On Jan 22, 2009, at 7:25 AM, Brian MacKay wrote:
Is there a way to set the order of the keys in reduce as shown
below, no
matter what order the collection in MAP occurs in.
The keys to reduce are *always* sorted. If the default order is not
correct, you can change the compare function.
As Tom points out, the critical thing is making sure that all of the
keys that you need to group together go to the same reduce. So let's
make it a little more concrete and say that you have:
public class TextPair implements Writable {
public TextPair() {}
public void set(String left, String right);
public String getLeft();
...
}
And your map 0 does:
key.set("CAT", "B");
output.collect(key, value);
key.set("DOG", "A");
output.collect(key, value);
While map 1 does:
key.set("CAT", "A");
output.collect(key, value);
key.set("DOG","B");
output.collect(key,value);
And you want to make sure that all of the cats go to the same reduces
and that the dogs go to the same reduce, you would need to set the
partitioner.
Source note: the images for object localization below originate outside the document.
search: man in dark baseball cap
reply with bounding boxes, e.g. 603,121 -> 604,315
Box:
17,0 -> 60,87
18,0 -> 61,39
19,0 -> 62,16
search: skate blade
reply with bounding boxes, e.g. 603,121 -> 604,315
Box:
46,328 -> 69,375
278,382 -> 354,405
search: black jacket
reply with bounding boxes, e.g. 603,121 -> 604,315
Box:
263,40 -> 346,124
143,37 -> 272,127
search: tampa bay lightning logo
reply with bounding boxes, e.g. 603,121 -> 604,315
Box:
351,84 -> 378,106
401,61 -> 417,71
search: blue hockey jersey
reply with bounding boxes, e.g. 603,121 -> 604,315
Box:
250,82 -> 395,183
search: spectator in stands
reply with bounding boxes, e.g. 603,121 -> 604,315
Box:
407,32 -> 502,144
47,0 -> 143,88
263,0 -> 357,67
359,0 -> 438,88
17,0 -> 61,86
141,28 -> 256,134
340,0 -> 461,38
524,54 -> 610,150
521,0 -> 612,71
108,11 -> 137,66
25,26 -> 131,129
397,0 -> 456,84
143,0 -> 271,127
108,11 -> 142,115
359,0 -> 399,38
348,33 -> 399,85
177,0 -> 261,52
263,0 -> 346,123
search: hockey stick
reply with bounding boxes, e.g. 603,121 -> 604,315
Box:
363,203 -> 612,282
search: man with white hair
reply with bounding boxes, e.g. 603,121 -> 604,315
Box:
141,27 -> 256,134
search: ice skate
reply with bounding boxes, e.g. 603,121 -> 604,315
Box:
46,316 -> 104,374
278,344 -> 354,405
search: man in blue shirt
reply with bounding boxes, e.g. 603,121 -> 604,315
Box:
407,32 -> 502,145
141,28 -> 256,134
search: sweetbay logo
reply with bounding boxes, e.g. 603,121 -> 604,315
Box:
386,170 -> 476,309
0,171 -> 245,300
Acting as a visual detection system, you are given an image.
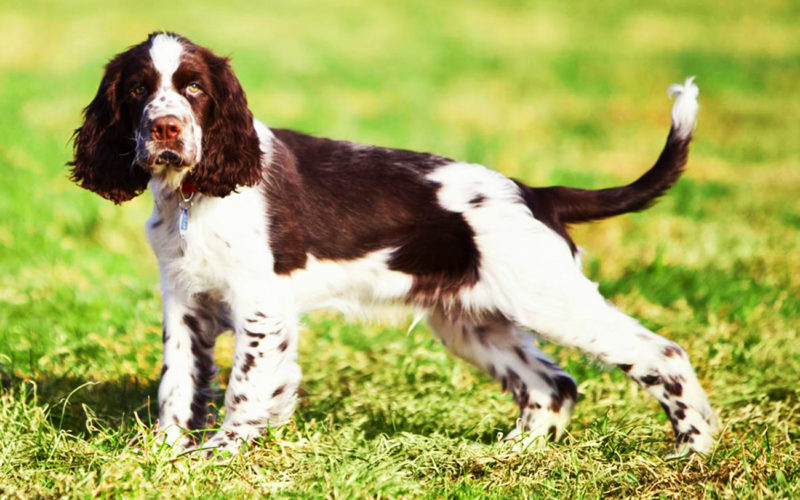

It would look like:
public class MyPartitioner<V> implements Partitioner<TextPair, V> {
public void configure(JobConf job) {}
public int getPartition(TextPair key, V value,
int numReduceTasks) {
return (key.getLeft().hashCode() & Integer.MAX_VALUE) %
numReduceTasks;
}
}
Then define a raw comparator that sorts based on both the left and
right part of the TextPair, and you are set.
-- Owen